Future Of The Internet Worrisome For Some Web Experts

Peter Suciu for redOrbit.com – Your Universe Online
The open Internet could be challenged by nation-states that look to maintain security and political control, and in the next decade this could lead to more blocking, filtering, segmentation and even balkanization of the Internet. Trust could evaporate in the wake of revelations about government and corporate surveillance with fears of even greater surveillance in the future.
These are two of the more worrisome concerns for the future of the Internet, according to a new study conducted by Pew Internet, which canvassed Internet experts about the future of the web. More than 1,400 Internet experts responded to questions on issues about accessing and sharing content online. The majority of respondents to the 2014 Future of the Internet study said that they had hopes that by 2025 there would not be significant changes for the worse or hindrances to the way in which people get and share content online.
Additionally, the respondents in this study offered the opinion that technology innovation will continue and moreover could continue to afford new opportunities for people to connect.
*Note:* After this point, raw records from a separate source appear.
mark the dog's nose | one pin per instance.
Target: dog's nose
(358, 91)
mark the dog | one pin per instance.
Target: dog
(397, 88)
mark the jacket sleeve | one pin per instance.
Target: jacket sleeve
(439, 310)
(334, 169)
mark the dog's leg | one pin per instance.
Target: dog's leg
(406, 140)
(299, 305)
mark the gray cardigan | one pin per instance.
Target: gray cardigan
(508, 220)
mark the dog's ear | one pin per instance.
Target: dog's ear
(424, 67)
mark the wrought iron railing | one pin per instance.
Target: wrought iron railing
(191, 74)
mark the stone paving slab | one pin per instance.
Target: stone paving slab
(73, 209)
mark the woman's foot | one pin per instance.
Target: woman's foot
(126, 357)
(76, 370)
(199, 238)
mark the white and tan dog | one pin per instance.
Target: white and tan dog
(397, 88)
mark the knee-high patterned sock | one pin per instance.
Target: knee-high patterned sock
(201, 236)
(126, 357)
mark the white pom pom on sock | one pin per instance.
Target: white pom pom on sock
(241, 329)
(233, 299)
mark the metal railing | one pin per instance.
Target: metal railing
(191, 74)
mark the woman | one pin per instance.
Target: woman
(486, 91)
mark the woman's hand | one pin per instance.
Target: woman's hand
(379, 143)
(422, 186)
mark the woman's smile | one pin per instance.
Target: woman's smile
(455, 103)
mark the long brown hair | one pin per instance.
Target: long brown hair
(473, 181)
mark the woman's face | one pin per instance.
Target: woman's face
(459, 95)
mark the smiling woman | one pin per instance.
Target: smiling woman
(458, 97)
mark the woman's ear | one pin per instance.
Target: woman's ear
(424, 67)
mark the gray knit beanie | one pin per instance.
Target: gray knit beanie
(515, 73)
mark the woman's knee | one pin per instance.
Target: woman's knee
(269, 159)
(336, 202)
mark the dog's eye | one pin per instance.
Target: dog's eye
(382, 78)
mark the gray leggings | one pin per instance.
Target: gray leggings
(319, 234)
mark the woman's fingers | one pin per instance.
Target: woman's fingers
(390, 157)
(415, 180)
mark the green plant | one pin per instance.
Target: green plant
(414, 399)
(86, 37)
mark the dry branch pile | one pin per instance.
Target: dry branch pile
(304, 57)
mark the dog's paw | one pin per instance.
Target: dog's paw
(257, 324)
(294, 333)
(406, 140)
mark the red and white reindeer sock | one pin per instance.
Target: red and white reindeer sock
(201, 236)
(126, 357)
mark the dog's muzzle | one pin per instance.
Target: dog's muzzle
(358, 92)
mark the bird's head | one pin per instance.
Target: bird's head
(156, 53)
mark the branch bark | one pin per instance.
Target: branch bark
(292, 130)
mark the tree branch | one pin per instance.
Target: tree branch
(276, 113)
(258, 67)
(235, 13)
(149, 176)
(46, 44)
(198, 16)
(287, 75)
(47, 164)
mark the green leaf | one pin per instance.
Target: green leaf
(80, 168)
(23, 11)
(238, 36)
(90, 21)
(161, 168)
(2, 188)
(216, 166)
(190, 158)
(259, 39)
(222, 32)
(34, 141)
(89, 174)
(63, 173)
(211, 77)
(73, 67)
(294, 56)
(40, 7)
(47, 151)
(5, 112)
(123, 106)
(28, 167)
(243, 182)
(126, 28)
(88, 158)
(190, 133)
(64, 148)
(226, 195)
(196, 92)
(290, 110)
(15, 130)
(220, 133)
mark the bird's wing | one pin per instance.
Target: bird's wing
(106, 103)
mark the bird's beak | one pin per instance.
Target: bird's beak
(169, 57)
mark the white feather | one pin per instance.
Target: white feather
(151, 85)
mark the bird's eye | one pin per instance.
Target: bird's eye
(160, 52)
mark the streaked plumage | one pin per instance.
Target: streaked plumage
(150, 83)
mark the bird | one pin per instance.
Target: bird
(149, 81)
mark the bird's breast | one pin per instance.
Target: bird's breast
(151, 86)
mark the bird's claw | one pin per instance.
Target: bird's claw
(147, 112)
However, as noted there remains the threat that nation-states could present challenges via crackdowns, while surveillance will also be a growing concern.
“Governments worldwide are looking for more power over the Net, especially within their own countries,” said Dave Burstein, editor of Fast Net News. “Britain, for example, has just determined that ISPs block sites the government considers ‘terrorist’ or otherwise dangerous. This will grow. There will usually be ways to circumvent the obstruction but most people won’t bother.”
The respondents also noted that Arab Spring remains an example of how the Internet could be used to organize political dissent while it also prompted crackdowns by the government.
In addition to government control, the other worrisome trends included the increasing commercial pressures affecting Internet architecture to the flow of information, which could in fact endanger the open structure of online life; and that efforts to fit the TMI (too much information) program there might be overcompensation that actually thwarts content sharing.
“Sharing is hindered by ridiculous 19th century laws about copyright and patent,” added Marcel Bullinga, technology futures speaker, trend watcher, and futurist. “Both will die away. That will spur innovation into the extreme. That is the real singularity.”
Mobile devices could also change the way information is controlled, said Jonathan Grudin, principal researcher at Microsoft Research.
“Today, people in some countries are hindered from accessing online information, but smaller mobile devices have made it more difficult to censor,” said Grudin. “I am guardedly optimistic that information providers and consumers will continue to elude government censorship. Information does seem to want to be free, and technology has made that easier on balance. I do not see a potent threat looming, and the commercial interest in disseminating information should not be underestimated.”
This study was conducted by the Pew Research Center Internet Project and Elon University’s Imagining the Internet Center in an online canvassing conducted between November 25, 2013 and January 13, 2014. This is the sixth Internet study the two organizations have conducted together since 2004, and in this project more than 12,000 experts and members of the interested public were invited to share their opinions on the likely future of the Internet.